Finish Configuring the SMW HA System

Finalize configuration of SMW HA installation.

In order to finalize the configuration on the SMW HA system, commands must be performed on both the first and second SMW. Careful attention should be paid to the command prompts in each step example of the following procedure.
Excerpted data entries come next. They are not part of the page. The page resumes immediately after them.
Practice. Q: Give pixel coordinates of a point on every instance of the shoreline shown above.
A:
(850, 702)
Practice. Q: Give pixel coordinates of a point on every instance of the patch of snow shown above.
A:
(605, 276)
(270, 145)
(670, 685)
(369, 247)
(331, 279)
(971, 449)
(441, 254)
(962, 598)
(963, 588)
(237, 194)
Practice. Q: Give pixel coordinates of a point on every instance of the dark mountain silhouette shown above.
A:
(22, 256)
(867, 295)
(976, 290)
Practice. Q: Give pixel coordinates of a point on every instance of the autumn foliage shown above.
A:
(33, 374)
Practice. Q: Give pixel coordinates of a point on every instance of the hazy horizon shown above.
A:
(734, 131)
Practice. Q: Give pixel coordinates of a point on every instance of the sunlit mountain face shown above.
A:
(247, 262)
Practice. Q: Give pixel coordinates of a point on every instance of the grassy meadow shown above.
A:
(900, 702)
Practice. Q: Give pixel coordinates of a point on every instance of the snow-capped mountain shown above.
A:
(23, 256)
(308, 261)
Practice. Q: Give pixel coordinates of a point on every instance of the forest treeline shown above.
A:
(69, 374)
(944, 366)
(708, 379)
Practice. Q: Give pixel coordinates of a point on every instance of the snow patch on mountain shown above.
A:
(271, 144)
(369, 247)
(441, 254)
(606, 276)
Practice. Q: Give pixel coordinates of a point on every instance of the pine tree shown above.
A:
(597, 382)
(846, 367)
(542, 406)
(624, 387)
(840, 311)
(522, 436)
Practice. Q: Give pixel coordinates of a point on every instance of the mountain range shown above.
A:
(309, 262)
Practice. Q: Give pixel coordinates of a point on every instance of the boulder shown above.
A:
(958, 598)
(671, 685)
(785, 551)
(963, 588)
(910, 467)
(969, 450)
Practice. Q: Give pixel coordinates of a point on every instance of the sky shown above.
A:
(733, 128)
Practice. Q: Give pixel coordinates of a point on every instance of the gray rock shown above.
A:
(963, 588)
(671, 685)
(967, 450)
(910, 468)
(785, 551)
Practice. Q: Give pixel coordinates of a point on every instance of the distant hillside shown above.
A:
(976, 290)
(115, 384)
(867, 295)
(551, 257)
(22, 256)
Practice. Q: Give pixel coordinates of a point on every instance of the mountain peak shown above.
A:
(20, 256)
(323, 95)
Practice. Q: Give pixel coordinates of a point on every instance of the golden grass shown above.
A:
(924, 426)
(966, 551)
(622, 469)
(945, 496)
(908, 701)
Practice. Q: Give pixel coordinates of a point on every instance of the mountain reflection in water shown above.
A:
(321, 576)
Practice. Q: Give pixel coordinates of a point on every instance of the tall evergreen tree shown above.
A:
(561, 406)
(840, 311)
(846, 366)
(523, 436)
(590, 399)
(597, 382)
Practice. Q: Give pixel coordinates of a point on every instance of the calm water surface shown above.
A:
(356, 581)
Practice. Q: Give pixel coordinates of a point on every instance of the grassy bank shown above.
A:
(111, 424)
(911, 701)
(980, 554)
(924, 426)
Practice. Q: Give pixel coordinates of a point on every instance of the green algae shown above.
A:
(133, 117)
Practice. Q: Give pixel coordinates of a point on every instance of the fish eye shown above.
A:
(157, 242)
  1. Bring up the Cray system (service and compute nodes), if not already up.
  2. Synchronize ssh user keys between smw2 and the boot node to enable passwordless access.
    1. Copy the rsa-key from the first SMW to the second SMW:
      smw1# scp -pr /root/.ssh/id_rsa* root@smw2:/root/.ssh/
    2. Log in to the boot node from the second SMW. Answer reply "yes" when prompted.
      smw2# ssh boot
      boot# exit
  3. If the time zone was changed when installing the base operating system, copy the localtime file on the second SMW.
    Put the SMW time zone setting where the cabinet and blade controllers can access it. Execute the following command on the second SMW.
    smw2# cp -p /etc/localtime /opt/tftpboot/localtime
  4. Make a final saved snapshot after the first SMW is completely rebooted. Use the following commands on each SMW.
    smw1# export SNAPSHOT_HA=$(snaputil list |grep ^cur| awk '{print $2}')
    
    smw1# snaputil create .save
    
    
    1. Force a failover so the steps can be completed on the other SMW.
      smw1# crm resource move ClusterIP smw2
      
      smw1# sleep 300
      
      smw1# crm resource unmove ClusterIP
    2. Confirm that the failover has completed, smw2 is now active, and all services are running again.
      smw1# crm status
      
      smw2# export SNAPSHOT_HA=$(snaputil list |grep ^cur| awk '{print $2}')
      
      smw2# snaputil create .save
      
    3. Force the failover back to the first SMW.
      smw2# crm resource move ClusterIP smw1
      
      smw2# sleep 300
      
      smw2#  crm resource unmove ClusterIP
      
      smw2# crm status
      
  5. Verify the system has been correctly configured.
    smw1# check_config smw1 smw2 smw1-drac smw2-drac
    Running this command should return and report "System is configured correctly." If it doesn't, the system needs to be repaired before moving on.
    If eLogin is not yet configured, check_config will return errors similar to the following example.
    ERROR: System is not configured correctly.
    Error summary:
    	SMW ethel: interface 6 link DOWN
    	SMW ethel: interface 7 link DOWN
    	SMW lucy: interface 6 link DOWN
    	SMW lucy: interface 7 link DOWN
    	ethel	eth6 - ERROR - address is 10.6.1.2/16, should be
    	ethel	eth7 - ERROR - address is 10.7.1.2/16, should be
    	lucy	eth6 - ERROR - address is 10.6.1.3/16, should be
    	lucy	eth7 - ERROR - address is 10.7.1.3/16, should be
    	ethel	eth6 - ERROR - address is 10.6.1.1/16, should be
    	ethel	eth7 - ERROR - address is 10.7.1.1/16, should be
    	ethel:	ICMP ping to 10.6.1.3 failed - ERROR!
    	ethel:	ICMP ping to 10.7.1.3 failed - ERROR!
    	lucy:	ICMP ping to 10.6.1.2 failed - ERROR!
    	lucy:	ICMP ping to 10.7.1.2 failed - ERROR!
    
    Expect these errors to continue until eLogin is configured.
If this site will be using SMW-HA to manage eLogin, proceed to XC™ Series SMW-managed eLogin Installation Guide (S-3020). If not, the SMW-HA has now been installed and configured.
CAUTION: If it is necessary to revert to a previous snapshot at some point, use only an HA snapshot — that is, a snapshot created after the SMW HA software was installed and configured. It is dangerous to boot a non-HA snapshot on an HA system because there is a risk of double-mounting the shared file systems, which could cause file system corruption. .